I like the fresh new paper of Rex Zero. I know it’s irrelevent but it is one of the pleasures of reading a new book, if there was a date stamp I’d bet I am the first to crack this book.
This book can be classified as historical fiction but feels more deliberately fun versus history. The layer of information for learning adds dimension to the story. I like the careful writing – descriptive, a little sarcastic. Once in a while the author gets a little heavy on the figures of speech but it wasn’t distracting in more than one or two places. I enjoyed the picture which formed in my mind of this boy and his family.
One of the parts I particularly enjoyed was of the boy using a paint-by-number kit. He reverses the colours to see how it will turn out. I had the Franz Marc “Blue Horse” come to mind. Perhaps because of the reference earlier in the work of a famous painting “Jesus or somebody all riddled with arrows”. It was fun to search the recesses of my brain for “St. Sebastian”. The author seems to have written for young people but without dumbing it down. I like the levels that it works on and the fact that as an older reader, there are little parts that a student might miss but that I can enjoy. It’s like Shrek or Veggie Tales, humour for adults and children.

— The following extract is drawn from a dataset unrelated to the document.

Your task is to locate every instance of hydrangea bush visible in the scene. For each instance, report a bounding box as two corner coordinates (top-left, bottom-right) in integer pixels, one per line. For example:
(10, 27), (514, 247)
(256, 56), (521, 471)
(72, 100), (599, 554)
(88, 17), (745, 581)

This story blends mystery (Is there a panther loose in the park?) and history (cold war era) with a classic ‘new boy in town’ frame. It is an entertaining read and has some delightfully humorous moments. Thematic possibilities include Cold War, family, moving, Ottawa, summer time, change, ampathy, friendship, respect, old age, illness, compassion. Male main character, strong female characters as well, short chapters but not a short read. Most likely suit readers grade 5-8. Great read aloud potential.